Originally published in 2007 as The Little Mongrel - free to a good home, The Scent of my Mother’s Kiss includes a new chapter on Rock Lynn House, a Salvation Army Maternity Home in West Launceston that operated between 1900 and 1960. Opinions on adoption vary, depending on which side of the triangle you're sitting on. 

This book has been written from the perspective of an adoptee, tracing her formative years from the blank slate of birth to the verge of adulthood and the relentless search for the key that would erase the debilitating fugue of not knowing. 

Many adoptive parents have experienced the grief of their inability to bear a child, a deep disappointment leading to uncertainty and loss of self-esteem. Through adoption they restore, to some extent, their social respectability and personal worth, often oblivious to the child's primal wound of separation. 

The child who is placed with adoptive parents soon after birth is denied the experience of the biological sequence that begins in the womb, the merging of the physiological with the psychological that forms the post-partum bond. The resultant collision between the needs of the adoptive parent and adoptee has the capacity to magnify the pain for each and shatter the illusion irrevocably.

Excerpts from the new chapter:




Many good things have happened in my life. Adoption wasn’t one of them. I hated it. It made me feel different. Not in a special kind of way, but in an inferior way, as if I didn’t quite measure up. The void of not knowing created a force field between me and the rest of the world as I searched in vain for the key to cross the divide. However, no matter how much I theorise or what my feelings toward adoption may be, I’m not about to rewrite or tweak history to make it more palatable. 
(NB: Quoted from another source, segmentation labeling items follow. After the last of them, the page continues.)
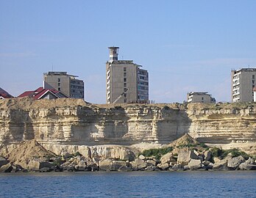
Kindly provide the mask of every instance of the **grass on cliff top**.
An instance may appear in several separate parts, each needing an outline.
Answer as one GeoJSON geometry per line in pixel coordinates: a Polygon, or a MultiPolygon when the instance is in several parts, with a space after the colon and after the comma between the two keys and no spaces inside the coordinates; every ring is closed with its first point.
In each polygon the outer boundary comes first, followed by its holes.
{"type": "Polygon", "coordinates": [[[171,152],[173,150],[174,148],[172,147],[144,150],[141,153],[139,154],[139,155],[141,154],[145,157],[154,157],[155,159],[159,160],[162,155],[171,152]]]}

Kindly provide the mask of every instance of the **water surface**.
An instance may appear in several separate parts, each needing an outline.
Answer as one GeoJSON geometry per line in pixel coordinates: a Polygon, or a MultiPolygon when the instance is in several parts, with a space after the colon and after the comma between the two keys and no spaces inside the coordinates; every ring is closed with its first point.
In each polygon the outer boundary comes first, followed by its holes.
{"type": "Polygon", "coordinates": [[[256,197],[256,172],[0,174],[0,197],[256,197]]]}

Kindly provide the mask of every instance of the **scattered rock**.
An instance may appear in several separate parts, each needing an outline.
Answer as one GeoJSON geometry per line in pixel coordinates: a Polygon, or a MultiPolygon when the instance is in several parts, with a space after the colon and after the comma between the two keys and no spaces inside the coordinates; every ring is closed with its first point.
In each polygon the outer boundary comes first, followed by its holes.
{"type": "Polygon", "coordinates": [[[202,167],[201,160],[199,159],[191,159],[188,164],[191,170],[196,170],[202,167]]]}
{"type": "Polygon", "coordinates": [[[9,163],[0,167],[0,172],[10,172],[13,170],[13,165],[9,163]]]}
{"type": "Polygon", "coordinates": [[[246,169],[247,166],[253,164],[254,162],[255,162],[255,160],[253,158],[249,158],[248,160],[246,160],[245,162],[241,163],[239,165],[239,169],[241,170],[246,170],[246,169],[246,169]]]}
{"type": "Polygon", "coordinates": [[[243,161],[244,158],[241,155],[232,158],[227,161],[227,167],[229,167],[231,169],[235,169],[243,161]]]}
{"type": "Polygon", "coordinates": [[[174,158],[173,153],[168,153],[166,155],[163,155],[160,158],[161,164],[169,164],[170,162],[176,162],[176,158],[174,158]]]}
{"type": "Polygon", "coordinates": [[[132,166],[135,169],[144,169],[147,166],[146,162],[140,158],[136,158],[135,161],[132,161],[132,166]]]}
{"type": "Polygon", "coordinates": [[[169,168],[169,164],[168,163],[161,163],[157,164],[157,167],[159,167],[162,170],[167,170],[169,168]]]}

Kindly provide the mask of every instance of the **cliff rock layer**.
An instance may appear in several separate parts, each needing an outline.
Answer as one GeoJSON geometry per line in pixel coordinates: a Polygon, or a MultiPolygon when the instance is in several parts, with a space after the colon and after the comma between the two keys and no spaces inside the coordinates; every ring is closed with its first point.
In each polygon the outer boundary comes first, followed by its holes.
{"type": "Polygon", "coordinates": [[[254,103],[88,105],[79,99],[0,100],[0,143],[167,144],[185,133],[199,142],[255,150],[254,103]]]}

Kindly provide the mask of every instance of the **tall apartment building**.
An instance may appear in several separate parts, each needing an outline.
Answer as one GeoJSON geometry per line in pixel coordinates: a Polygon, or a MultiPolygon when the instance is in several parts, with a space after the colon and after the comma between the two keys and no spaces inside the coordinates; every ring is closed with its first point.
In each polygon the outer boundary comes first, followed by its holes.
{"type": "Polygon", "coordinates": [[[43,74],[43,81],[69,98],[84,99],[84,81],[66,72],[48,72],[43,74]]]}
{"type": "Polygon", "coordinates": [[[232,101],[252,102],[255,87],[256,68],[232,70],[232,101]]]}
{"type": "Polygon", "coordinates": [[[106,63],[107,103],[149,103],[149,73],[132,60],[118,60],[118,47],[110,47],[106,63]]]}
{"type": "Polygon", "coordinates": [[[189,92],[187,94],[188,103],[215,103],[216,100],[207,92],[189,92]]]}

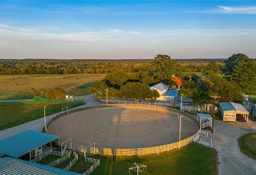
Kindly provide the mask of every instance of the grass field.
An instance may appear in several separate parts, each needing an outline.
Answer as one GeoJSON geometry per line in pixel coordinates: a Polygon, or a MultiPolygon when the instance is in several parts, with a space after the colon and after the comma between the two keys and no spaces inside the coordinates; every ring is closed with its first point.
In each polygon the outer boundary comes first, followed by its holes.
{"type": "Polygon", "coordinates": [[[69,109],[84,104],[82,101],[74,101],[59,103],[0,103],[0,130],[6,130],[23,123],[34,120],[44,116],[44,107],[46,106],[46,115],[61,111],[61,108],[69,107],[69,109]]]}
{"type": "Polygon", "coordinates": [[[238,139],[241,151],[256,160],[256,133],[250,133],[238,139]]]}
{"type": "Polygon", "coordinates": [[[106,74],[61,75],[67,78],[58,78],[60,75],[5,75],[0,76],[0,99],[32,98],[23,97],[18,93],[32,88],[37,90],[53,88],[63,89],[69,95],[79,96],[90,93],[90,86],[102,80],[106,74]]]}
{"type": "MultiPolygon", "coordinates": [[[[159,155],[92,157],[100,159],[100,165],[91,174],[129,174],[128,168],[135,162],[147,166],[147,174],[218,174],[216,150],[197,143],[192,143],[181,150],[164,152],[159,155]]],[[[72,170],[82,172],[78,171],[79,168],[72,170]]]]}

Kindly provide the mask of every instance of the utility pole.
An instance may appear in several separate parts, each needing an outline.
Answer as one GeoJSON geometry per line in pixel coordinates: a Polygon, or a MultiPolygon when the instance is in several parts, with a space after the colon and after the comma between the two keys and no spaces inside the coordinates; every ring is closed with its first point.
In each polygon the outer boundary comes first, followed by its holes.
{"type": "Polygon", "coordinates": [[[108,91],[109,91],[109,89],[106,89],[106,93],[107,93],[107,100],[106,100],[106,101],[107,101],[107,105],[108,105],[108,91]]]}
{"type": "Polygon", "coordinates": [[[216,99],[217,98],[220,98],[220,97],[219,96],[210,96],[210,97],[214,99],[214,105],[213,105],[213,118],[212,118],[212,133],[213,132],[213,122],[214,121],[214,118],[215,118],[215,104],[216,104],[216,99]]]}
{"type": "Polygon", "coordinates": [[[47,133],[47,128],[46,128],[46,106],[44,107],[44,130],[46,131],[46,133],[47,133]]]}
{"type": "Polygon", "coordinates": [[[180,149],[180,138],[181,138],[181,118],[183,117],[182,115],[179,116],[177,118],[179,118],[179,149],[180,149]]]}
{"type": "Polygon", "coordinates": [[[182,106],[182,95],[183,95],[183,93],[181,94],[181,109],[179,109],[181,111],[183,111],[183,106],[182,106]]]}

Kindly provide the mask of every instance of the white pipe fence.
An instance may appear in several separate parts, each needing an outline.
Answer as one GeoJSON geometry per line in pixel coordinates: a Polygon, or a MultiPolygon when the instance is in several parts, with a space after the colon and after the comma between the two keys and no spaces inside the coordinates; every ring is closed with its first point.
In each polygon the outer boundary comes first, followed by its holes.
{"type": "Polygon", "coordinates": [[[69,163],[68,165],[66,166],[66,167],[65,167],[63,168],[63,170],[69,170],[70,168],[72,167],[72,166],[77,161],[77,160],[79,160],[79,155],[76,153],[76,152],[73,151],[73,156],[75,157],[74,159],[73,159],[69,163]]]}
{"type": "MultiPolygon", "coordinates": [[[[101,102],[106,103],[106,99],[101,99],[101,102]]],[[[149,101],[126,101],[126,100],[108,100],[108,104],[137,104],[138,106],[146,105],[154,105],[166,107],[177,107],[178,105],[170,103],[158,103],[158,102],[150,102],[149,101]]]]}
{"type": "MultiPolygon", "coordinates": [[[[69,155],[69,157],[70,157],[70,154],[71,154],[71,151],[69,151],[69,150],[67,150],[65,153],[64,153],[64,155],[65,156],[67,155],[69,155]]],[[[49,150],[48,151],[44,153],[44,154],[42,155],[40,155],[38,157],[36,157],[36,158],[34,158],[34,159],[32,159],[31,161],[31,162],[37,162],[40,161],[41,161],[42,159],[46,158],[46,157],[50,155],[56,155],[56,156],[59,156],[61,157],[63,157],[62,154],[61,154],[61,152],[59,152],[59,151],[53,151],[53,150],[49,150]]],[[[57,161],[57,160],[56,160],[57,161]]]]}
{"type": "Polygon", "coordinates": [[[98,166],[100,165],[100,159],[95,159],[92,158],[86,158],[86,162],[93,163],[94,164],[92,165],[86,172],[82,173],[83,175],[88,175],[90,173],[91,173],[96,168],[97,168],[98,166]]]}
I’m also not about to lay blame, for how can any person or organisation be blamed for what, quite simply, was. My only aim in writing this book has been to create a greater understanding for those for whom the maternal child bond was irrevocably broken, for those who were forced the live in the emptiness of disconnection, and to pit my small voice against the Adoptchange and other advocates who use the power of celebrity to influence regressive legislation.

It’s easy to look back from the luxury of time and changed social expectations and judge the past by the present, leading to personal disappointment, anger and a sense (for some) of having been the victim of bad practice and/or conspiracy. When compared to today’s practices, it could be said that the Salvation Army did get it wrong. However, when looking objectively at the then and now, their good works far outweigh suspicion of dubious operation. 



This book also has chapters on Regent House, Mt St Canice, Winbirra and Winlaton.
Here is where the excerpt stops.